Fundada en 1946, la Orquesta Filarmónica de Buenos Aires es considerada una de las principales referencias sinfónicas de América Latina. Desde hace más de siete décadas desarrolla su actividad artística en el Teatro Colón, escenario reconocido entre los más prestigiosos del mundo por su extraordinaria acústica y por una tradición musical que lo ha convertido en un verdadero emblema cultural de Argentina.

A lo largo de su historia, la Filarmónica ha sido dirigida por algunas de las figuras más importantes de la música universal y ha acompañado a solistas de renombre internacional, consolidando un prestigio construido sobre la excelencia artística, la versatilidad de su repertorio y una permanente búsqueda de innovación sin perder el respeto por la tradición.
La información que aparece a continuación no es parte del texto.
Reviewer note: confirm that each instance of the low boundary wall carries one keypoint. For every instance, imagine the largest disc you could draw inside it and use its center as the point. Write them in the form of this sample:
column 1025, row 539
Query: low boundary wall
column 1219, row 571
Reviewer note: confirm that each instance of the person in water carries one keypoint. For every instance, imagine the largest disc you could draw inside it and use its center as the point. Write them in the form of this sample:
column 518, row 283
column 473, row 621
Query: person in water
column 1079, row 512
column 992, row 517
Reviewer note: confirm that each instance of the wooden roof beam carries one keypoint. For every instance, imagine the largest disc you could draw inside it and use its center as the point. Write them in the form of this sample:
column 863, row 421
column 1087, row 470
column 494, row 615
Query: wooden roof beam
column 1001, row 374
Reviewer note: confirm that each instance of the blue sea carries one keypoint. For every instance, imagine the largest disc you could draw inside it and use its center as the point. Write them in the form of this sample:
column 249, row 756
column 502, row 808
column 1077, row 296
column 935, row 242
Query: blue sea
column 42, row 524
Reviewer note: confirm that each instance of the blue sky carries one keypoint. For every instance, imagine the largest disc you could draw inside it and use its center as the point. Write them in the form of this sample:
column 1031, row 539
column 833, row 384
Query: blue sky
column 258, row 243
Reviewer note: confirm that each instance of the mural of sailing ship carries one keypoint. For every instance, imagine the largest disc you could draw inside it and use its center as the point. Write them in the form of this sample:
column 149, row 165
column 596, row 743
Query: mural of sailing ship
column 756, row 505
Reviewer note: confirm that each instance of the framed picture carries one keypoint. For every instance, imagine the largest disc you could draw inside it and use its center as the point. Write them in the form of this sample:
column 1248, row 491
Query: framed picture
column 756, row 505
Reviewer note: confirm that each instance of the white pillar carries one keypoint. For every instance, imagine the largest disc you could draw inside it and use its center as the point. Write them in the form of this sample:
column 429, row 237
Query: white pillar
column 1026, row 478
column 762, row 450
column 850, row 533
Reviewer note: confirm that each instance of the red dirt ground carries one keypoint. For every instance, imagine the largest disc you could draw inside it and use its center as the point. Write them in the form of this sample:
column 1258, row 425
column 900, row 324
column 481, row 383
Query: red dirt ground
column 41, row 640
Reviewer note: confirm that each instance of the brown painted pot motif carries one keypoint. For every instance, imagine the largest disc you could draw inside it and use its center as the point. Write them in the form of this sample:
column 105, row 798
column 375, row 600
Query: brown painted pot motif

El programa elegido para Montevideo reúne dos obras fundamentales del repertorio universal. La primera parte estará dedicada al Concierto para violín N.º 4 en re mayor, K. 218, de Wolfgang Amadeus Mozart, con la participación como solista de Tatiana Glava, concertino adjunta de la orquesta. En la segunda parte se interpretará la Sinfonía N.º 5 en mi menor, Op. 64, de Piotr Ilich Tchaikovsky, una de las grandes cumbres del romanticismo musical.

La dirección estará a cargo de Zoe Zeniodi, la primera mujer en asumir la dirección titular de la Orquesta Filarmónica de Buenos Aires. Nacida en Grecia y con una destacada trayectoria internacional, Zeniodi representa una nueva generación de directoras que combina una sólida formación académica con una mirada contemporánea sobre el papel de las grandes orquestas y el acceso de nuevos públicos a la música sinfónica.

Más allá del valor artístico del concierto, la presencia de la Filarmónica de Buenos Aires en Montevideo simboliza el fortalecimiento de un vínculo cultural histórico entre Uruguay y Argentina. El encuentro entre el Teatro Colón y el Teatro Solís reafirma el papel de ambas instituciones como espacios de creación, intercambio y preservación del patrimonio musical de la región.

Será, sin duda, una oportunidad excepcional para que el público uruguayo disfrute de una de las orquestas más prestigiosas del continente y de un programa que reúne dos obras maestras de la música universal, en una noche donde la excelencia artística y la historia de dos grandes teatros volverán a encontrarse a orillas del Río de la Plata.